Meus pais eram as pessoas mais fortes que eu já conheci. Principalmente meu pai. O meu herói. Depois que minha mãe morreu, todos nós sofremos muito. Eu, papai e Hugo. E creio dizer que isso só fez com que papai ficasse ainda mais forte. Agora ele era mãe de equipe. Não havia mais uma opinião feminina nas suas decisões sobre nós, seus filhos.

E é difícil para um homem decidir coisas que normalmente não estão inclusas nos seus planos de vida, sabe? Coisas que uma mãe deve decidir, não um pai. Mas já não havia mais jeito. Ela se fora.

Os abraços eram duplos. Havia amor de pai e mãe ali. Havia preocupação pelos dois. Zelo pelo dois. E quando meu pai me colocou pra dormir, numa noite de inverno, eu soube que ele era muito mais que o meu herói. Ele me cobriu, abaixou-se do meu lado e sussurrou baixinho no meu ouvido. "Me desculpe por não conseguir dar a vocês tudo que vocês receberiam se sua mãe estivesse aqui." E então, eu vi uma lágrima cair de seus olhos.
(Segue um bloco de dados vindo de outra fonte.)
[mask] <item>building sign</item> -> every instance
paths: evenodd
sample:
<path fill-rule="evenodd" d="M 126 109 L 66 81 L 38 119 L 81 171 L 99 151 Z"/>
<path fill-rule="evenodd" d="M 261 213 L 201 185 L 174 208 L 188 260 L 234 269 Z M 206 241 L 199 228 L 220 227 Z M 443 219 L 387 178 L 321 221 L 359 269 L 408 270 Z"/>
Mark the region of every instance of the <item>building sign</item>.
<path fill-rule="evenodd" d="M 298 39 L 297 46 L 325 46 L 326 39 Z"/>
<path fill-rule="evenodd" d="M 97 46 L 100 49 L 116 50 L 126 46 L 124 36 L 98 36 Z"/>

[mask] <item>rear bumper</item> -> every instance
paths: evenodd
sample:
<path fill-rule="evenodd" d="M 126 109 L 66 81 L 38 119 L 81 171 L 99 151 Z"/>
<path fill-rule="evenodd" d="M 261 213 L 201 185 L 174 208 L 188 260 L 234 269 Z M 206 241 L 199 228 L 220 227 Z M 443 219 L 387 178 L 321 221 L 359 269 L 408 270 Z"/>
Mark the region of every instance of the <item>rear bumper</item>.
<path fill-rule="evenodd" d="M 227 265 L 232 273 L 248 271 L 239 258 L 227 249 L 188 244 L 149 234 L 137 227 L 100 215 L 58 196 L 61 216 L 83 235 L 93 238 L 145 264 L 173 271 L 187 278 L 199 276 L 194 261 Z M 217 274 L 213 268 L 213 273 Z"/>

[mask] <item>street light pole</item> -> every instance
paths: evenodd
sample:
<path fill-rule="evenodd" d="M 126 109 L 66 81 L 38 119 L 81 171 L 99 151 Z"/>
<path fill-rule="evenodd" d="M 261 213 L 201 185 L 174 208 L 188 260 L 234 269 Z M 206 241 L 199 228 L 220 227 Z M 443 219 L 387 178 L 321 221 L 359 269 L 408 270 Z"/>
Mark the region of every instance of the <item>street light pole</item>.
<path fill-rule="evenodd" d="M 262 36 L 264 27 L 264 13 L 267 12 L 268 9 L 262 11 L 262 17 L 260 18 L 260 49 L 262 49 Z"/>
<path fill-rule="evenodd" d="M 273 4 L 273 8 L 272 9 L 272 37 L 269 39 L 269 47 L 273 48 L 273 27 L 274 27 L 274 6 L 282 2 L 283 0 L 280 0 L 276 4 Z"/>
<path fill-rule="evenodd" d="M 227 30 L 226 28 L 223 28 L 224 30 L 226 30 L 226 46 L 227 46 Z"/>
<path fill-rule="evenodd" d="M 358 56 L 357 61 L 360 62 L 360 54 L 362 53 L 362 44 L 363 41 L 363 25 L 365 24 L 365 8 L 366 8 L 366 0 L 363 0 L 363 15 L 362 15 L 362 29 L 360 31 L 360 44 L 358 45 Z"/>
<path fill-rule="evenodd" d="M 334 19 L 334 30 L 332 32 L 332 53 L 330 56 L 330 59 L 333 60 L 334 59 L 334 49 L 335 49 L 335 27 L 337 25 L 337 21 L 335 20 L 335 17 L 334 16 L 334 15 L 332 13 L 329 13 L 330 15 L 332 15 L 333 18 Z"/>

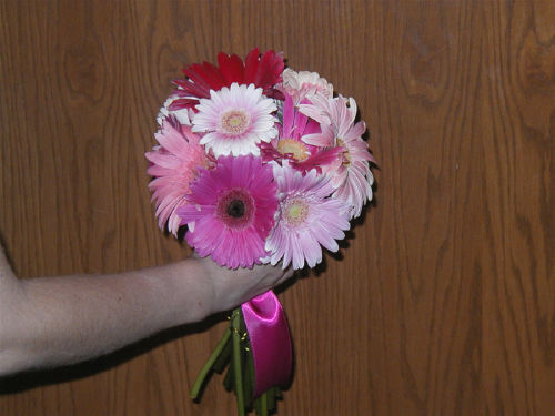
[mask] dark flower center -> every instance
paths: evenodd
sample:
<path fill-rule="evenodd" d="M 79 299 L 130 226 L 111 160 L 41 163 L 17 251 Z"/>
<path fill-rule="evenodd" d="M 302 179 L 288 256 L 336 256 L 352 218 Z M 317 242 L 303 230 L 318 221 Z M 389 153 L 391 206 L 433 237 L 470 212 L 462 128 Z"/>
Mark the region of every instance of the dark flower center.
<path fill-rule="evenodd" d="M 245 189 L 228 190 L 218 199 L 215 214 L 218 219 L 234 230 L 243 230 L 254 221 L 255 202 Z"/>
<path fill-rule="evenodd" d="M 234 219 L 240 219 L 244 215 L 244 202 L 241 200 L 232 200 L 228 205 L 228 215 Z"/>

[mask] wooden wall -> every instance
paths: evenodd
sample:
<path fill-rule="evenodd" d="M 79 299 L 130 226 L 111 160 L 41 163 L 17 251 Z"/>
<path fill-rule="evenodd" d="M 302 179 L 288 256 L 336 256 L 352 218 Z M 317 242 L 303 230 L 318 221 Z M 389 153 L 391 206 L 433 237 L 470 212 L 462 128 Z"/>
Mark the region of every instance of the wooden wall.
<path fill-rule="evenodd" d="M 355 97 L 375 202 L 280 295 L 279 415 L 555 409 L 555 2 L 0 1 L 0 233 L 21 277 L 188 251 L 155 226 L 144 151 L 180 69 L 283 50 Z M 218 319 L 0 382 L 0 415 L 233 415 L 189 388 Z"/>

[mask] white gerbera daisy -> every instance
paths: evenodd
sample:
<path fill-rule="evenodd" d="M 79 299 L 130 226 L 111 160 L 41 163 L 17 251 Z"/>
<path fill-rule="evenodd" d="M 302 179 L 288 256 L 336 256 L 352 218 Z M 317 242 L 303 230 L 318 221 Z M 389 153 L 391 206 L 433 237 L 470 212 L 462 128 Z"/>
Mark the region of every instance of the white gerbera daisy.
<path fill-rule="evenodd" d="M 210 100 L 201 99 L 192 131 L 204 133 L 201 144 L 212 149 L 216 158 L 260 155 L 258 143 L 270 142 L 278 135 L 272 114 L 278 108 L 272 99 L 262 95 L 254 84 L 239 85 L 220 91 L 210 90 Z"/>

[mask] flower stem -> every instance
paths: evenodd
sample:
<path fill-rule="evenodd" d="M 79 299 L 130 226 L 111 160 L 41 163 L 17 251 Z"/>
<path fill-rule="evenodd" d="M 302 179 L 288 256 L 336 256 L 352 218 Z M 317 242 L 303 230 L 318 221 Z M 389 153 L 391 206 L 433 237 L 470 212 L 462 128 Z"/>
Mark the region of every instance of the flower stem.
<path fill-rule="evenodd" d="M 209 372 L 212 369 L 212 366 L 214 365 L 215 361 L 222 353 L 223 348 L 225 347 L 225 344 L 230 341 L 231 337 L 231 329 L 226 328 L 225 332 L 223 333 L 222 338 L 218 343 L 214 352 L 210 356 L 210 358 L 206 361 L 204 366 L 202 367 L 201 372 L 199 373 L 199 376 L 194 381 L 193 388 L 191 388 L 191 398 L 195 399 L 199 397 L 199 393 L 202 388 L 202 385 L 204 383 L 204 379 L 206 378 Z"/>
<path fill-rule="evenodd" d="M 262 393 L 260 396 L 260 416 L 268 416 L 268 392 Z"/>
<path fill-rule="evenodd" d="M 245 416 L 244 393 L 243 393 L 243 371 L 241 368 L 241 310 L 233 311 L 231 319 L 232 337 L 233 337 L 233 375 L 235 377 L 235 395 L 238 399 L 239 416 Z"/>

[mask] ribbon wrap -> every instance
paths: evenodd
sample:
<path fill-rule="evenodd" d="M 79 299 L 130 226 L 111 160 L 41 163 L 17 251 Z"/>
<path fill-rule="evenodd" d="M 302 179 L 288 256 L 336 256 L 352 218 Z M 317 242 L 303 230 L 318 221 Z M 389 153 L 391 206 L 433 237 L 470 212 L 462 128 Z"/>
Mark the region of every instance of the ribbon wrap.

E aquilo me fez perceber que estava sendo difícil pra ele. Toda essa situação. Muito mais difícil do que era pra nós, pra mim e pro Hugo.

Papai nos levava a qualquer lugar. Nos dava tudo que queríamos. Tudo para não nos deixar insatisfeitos e tentava, de todo modo, nunca tocar no assunto que mais lhe doía: nossa mãe. Mas lembrava com carinho, as vezes – eu podia perceber – nos cantos da casa, olhando para uma foto em um porta retrato velho. E chorava, quieto.

"Pai, você pode contar algumas histórias suas e da mamãe enquanto estiveram na escola?" Foi uma pergunta quieta, toda cheia de medos, uma pergunta insegura feita por uma menina curiosa. Hugo estava sentado comigo e papai no quarto, enquanto assistíamos a propaganda de um programa favorito nosso. Do qual víamos toda noite, juntos. Papai nos olhou apreensivo, e pensou um pouco antes de responder, com a voz embargada.

"Sua mãe e eu... Temos tantas histórias." Ele deu um sorriso fraco. O sorriso de quem ainda chora pelos cantos da casa de saudade. Um sorriso de satisfação por ter vivido tudo do que recordava. "Uma vez... No nosso primeiro ano, quando nos conhecemos, descobrimos um alçapão com um cachorro de três cabeças. Eu e Harry levamos Hermione até lá, um tanto quando arrastada, por não ter opção de voltar para o dormitório por causa de Filch. Acho que depois que saímos da sala, correndo, para não sermos devorados pelo cachorro, sua mãe ficou umas duas semanas sem falar comigo." Mas um sorriso. Um sorriso de quem recorda algo muito bom. Sorriso nostálgico. "E então, depois dessas duas semanas, eu resolvi tomar coragem e ir falar com ela." Seus olhos estavam cheios de lágrimas. E ele estava num momento tão vulnerável que resolvi me aconchegar mais pertinho dele. "Nunca disse realmente pra ela, mas foram as duas semanas mais agonizantes da minha vida longe dela." E então ele chorou. No meu colo. No colo do Hugo. E eu sabia que ele precisava disso.

Nós, como família, estávamos juntos, sempre e em qualquer circunstância. E mamãe também estava presente conosco. Nas risadas, lembranças, na memória bem viva de cada um de nós três, em porta retratos que papai fez questão de deixar espalhados pela casa inteira. Era estranho pra quem visse de fora, mas quase parecia normal pra mim acordar todo dia e desejar um "bom dia, mamãe" para o quadro na porta do meu quarto.